Broadly, my point is that the world of library technology is vast enough that the only reasonable way to get into the nitty gritty of a project or technology is to have very focused conferences. In order to have more “under the hood” tech talk, we have to know which hood we’re looking under. Not only does that create smaller groups (which makes it easier to present on the finer points of code without boring half the audience into a stupor) but it also creates focus.
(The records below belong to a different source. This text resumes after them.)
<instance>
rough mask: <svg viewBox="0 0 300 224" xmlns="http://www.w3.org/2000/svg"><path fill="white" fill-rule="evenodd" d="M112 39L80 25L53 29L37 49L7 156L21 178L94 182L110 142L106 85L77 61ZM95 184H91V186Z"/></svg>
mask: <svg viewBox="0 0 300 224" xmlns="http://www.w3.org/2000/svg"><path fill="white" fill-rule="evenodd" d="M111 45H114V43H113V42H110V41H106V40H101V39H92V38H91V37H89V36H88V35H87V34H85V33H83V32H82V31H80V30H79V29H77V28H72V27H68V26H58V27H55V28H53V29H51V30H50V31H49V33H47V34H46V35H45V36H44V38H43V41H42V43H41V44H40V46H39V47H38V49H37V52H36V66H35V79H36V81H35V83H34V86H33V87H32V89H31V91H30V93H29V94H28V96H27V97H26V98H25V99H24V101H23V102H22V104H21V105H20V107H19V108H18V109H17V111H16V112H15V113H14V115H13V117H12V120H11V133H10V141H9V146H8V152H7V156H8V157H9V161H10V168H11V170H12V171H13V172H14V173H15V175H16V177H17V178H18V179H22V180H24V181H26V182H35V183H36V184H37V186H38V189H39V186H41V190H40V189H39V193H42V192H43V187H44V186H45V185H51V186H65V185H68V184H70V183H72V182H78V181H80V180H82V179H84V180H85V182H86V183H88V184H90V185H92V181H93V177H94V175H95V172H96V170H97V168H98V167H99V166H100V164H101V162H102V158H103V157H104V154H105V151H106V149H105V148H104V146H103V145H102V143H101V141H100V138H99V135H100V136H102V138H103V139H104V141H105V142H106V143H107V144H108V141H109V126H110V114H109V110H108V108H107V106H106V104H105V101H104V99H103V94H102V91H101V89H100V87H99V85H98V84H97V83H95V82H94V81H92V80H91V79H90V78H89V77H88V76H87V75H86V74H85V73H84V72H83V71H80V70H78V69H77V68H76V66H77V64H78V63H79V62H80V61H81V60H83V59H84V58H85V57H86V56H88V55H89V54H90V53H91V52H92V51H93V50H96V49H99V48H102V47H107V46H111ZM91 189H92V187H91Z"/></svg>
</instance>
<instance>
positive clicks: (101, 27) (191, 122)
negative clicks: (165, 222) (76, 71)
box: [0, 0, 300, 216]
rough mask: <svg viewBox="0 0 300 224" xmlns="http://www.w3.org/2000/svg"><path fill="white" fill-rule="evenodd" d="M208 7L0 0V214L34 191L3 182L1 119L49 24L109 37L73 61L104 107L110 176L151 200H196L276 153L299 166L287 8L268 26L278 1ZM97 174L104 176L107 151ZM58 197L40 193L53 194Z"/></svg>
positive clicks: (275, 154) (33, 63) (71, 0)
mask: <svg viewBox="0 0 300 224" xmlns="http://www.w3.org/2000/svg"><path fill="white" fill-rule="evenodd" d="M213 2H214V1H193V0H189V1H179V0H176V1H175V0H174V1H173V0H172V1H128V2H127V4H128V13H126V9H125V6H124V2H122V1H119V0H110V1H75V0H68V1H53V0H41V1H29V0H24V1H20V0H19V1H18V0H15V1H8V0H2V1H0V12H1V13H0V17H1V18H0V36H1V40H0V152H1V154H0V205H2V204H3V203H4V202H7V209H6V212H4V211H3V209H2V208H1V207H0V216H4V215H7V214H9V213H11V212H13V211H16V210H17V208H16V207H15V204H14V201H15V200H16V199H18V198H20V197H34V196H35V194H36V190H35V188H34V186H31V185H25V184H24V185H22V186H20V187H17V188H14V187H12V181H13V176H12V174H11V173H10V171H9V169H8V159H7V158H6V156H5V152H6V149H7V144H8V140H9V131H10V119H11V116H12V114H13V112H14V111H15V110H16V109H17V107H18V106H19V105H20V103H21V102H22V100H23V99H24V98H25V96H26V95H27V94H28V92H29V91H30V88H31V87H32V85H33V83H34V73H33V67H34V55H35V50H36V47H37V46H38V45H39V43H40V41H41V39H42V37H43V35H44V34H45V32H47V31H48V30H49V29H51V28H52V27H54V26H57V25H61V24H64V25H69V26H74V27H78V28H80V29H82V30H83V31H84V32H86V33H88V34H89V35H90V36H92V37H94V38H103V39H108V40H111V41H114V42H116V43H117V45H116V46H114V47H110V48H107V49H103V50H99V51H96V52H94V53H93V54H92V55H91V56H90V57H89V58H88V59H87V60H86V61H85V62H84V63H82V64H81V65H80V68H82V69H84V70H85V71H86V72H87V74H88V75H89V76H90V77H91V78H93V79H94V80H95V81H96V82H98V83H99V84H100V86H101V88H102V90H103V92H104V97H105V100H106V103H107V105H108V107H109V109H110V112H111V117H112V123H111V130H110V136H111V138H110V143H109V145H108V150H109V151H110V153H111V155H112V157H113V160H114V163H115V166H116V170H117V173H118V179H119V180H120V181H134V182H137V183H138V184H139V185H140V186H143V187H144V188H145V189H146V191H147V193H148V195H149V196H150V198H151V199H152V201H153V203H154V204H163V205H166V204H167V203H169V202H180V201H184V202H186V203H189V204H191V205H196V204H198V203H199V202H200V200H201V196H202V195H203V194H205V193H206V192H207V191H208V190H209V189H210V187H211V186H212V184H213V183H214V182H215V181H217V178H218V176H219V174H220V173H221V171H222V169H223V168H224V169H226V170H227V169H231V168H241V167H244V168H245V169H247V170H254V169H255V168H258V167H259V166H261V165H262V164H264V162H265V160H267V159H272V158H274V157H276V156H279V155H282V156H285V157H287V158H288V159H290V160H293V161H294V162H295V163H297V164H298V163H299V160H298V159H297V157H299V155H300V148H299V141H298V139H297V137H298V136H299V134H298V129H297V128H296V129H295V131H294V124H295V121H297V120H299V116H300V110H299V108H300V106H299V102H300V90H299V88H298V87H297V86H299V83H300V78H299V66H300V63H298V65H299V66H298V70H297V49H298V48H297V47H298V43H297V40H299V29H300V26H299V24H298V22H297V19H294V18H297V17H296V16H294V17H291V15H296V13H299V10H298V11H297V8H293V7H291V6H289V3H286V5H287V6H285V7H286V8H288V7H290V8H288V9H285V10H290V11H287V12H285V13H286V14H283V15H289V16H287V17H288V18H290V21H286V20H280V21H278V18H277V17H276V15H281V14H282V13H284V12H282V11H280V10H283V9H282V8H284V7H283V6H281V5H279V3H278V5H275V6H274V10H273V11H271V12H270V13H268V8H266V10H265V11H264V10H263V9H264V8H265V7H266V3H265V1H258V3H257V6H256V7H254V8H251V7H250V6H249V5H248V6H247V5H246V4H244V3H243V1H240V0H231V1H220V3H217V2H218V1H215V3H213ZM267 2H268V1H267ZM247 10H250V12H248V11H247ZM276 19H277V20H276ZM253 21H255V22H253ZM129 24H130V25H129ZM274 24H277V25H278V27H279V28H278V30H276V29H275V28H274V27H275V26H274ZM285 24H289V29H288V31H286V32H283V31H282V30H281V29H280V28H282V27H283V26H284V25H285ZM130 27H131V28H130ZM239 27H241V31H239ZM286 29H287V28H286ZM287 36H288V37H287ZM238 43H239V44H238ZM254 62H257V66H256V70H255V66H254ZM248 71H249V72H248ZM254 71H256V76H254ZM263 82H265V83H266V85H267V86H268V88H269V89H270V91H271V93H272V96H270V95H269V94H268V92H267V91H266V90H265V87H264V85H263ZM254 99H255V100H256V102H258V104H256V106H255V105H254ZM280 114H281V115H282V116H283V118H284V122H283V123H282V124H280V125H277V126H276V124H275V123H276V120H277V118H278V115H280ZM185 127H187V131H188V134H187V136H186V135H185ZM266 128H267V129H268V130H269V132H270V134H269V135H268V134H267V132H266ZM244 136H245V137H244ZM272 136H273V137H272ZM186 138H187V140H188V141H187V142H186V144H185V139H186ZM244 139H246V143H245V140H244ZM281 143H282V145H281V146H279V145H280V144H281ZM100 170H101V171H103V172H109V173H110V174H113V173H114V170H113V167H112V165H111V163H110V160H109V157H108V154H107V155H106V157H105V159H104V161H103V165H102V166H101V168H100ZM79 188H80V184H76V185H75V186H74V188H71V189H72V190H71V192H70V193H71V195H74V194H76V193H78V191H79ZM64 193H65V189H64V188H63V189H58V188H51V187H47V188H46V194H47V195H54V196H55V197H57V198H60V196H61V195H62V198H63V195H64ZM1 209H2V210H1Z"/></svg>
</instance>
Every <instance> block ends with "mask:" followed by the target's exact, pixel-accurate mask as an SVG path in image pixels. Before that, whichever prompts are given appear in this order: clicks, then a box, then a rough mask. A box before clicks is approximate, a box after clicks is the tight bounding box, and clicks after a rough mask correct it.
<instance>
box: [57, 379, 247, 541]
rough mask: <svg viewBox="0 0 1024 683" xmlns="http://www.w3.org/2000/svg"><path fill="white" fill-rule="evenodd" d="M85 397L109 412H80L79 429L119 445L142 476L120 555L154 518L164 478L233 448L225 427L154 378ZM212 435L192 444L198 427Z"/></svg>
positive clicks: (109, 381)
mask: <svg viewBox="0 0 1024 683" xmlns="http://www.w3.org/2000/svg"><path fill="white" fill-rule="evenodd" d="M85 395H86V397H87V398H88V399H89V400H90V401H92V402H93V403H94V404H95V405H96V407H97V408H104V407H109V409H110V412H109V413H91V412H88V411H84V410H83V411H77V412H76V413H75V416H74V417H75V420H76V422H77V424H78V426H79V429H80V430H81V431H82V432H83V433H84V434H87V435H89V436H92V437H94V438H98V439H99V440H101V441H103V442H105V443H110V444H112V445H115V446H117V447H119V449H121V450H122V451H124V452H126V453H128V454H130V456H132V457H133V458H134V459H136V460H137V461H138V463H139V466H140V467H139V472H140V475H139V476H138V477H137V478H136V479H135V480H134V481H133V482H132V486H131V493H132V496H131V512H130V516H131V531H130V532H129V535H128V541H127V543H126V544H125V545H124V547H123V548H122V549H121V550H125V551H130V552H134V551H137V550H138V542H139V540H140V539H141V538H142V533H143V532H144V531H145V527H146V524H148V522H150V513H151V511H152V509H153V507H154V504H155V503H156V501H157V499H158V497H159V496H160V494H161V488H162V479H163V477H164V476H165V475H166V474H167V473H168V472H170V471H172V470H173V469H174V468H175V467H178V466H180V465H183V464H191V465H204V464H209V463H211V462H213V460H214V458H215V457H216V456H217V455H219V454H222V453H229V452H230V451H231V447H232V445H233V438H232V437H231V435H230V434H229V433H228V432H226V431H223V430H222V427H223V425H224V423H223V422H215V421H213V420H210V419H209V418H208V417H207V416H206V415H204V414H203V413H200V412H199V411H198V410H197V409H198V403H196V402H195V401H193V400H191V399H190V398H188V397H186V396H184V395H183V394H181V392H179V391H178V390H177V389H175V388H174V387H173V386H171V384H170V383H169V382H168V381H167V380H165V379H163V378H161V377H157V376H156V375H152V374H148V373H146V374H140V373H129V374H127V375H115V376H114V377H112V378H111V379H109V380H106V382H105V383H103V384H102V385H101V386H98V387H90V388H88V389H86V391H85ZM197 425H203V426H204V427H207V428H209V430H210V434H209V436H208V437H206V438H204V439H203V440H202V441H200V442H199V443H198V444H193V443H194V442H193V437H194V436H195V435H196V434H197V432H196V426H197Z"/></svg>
Specifically, the Evergreen conference could easily be subtitled “Viva la Resistance!” Keynoters talked about their realization that they could change their organizations to suit their software… or do something else.
I was fortunate enough to get to the conference in time to attend the holds hackfest/roundtable/group therapy session. Consortial holds can be mind-bendingly complex and every consortium has a different way of dealing with holds. While led by some of the fine folks from Equinox, participants discussed their particular hold needs (short answer: artificial intelligence) and offered ideas for future functionality. The tone of that session - open, egalitarian, and forward thinking - carried throughout the conference.
Previews of Evergreen enhancements came from users and developers who approached development with a goal of (to quote King County Library System’s Jed Moffitt)“moving away from ‘sucks less technology.’” The whole conference was permeated with a powerful combination of big-picture goals and ideals and day-to-day specifics. The #evg10 tweets range from fist-pumping agreement with Moffitt’s exhortation to break the cycle of guilt and blame that has developed between libraries and their vendors to swooning over the functionality of the forthcoming serials module.
This is not to say that one conference is better than another, just that expectations and focus have a lot to do with how much we get out of our conference attendance. There’s no real way to compare the ILS track at Computers in Libraries to two days spent discussing and learning about one ILS. So, the equation looks a little more like this: Focustechnology(Content+People+Location) = Experience.
I’m not suggesting that we form small tech cliques in order to get the most out of our conferences. The cross-pollination of ideas between Koha and Evergreen folks was wonderful to watch at Evergreen 2010 (I’m sure plenty of Evergreen developers would love to go to KohaCon this year, too). Conferences get us out of our libraries, our ruts and routines. They ward off tunnel vision, giving us an opportunity to see what other organizations are doing. The wider a range of perspectives and experiences a conference draws, the more general it will be. A librarian interested in learning to use Drupal to manage her website might look for an unconference on Drupal, where she’d only have to find content to suit her level of expertise, but chances are she got the idea to look at Drupal from a conference like Computers in Libraries.
Still, every year, I hear (and find myself thinking or saying) the same thing: we need a conference that’s somewhere between Computers in Libraries and Code4Lib in technical difficulty. I found that the Evergreen conference fit the bill, so I’m inclined to think the key is focus – it’s impossible to hit that in between level without picking a technology to focus on. But I’d love to hear from our readers about their conference experiences. Have any of you found that middle ground at a conference? What makes for a good conference experience for you?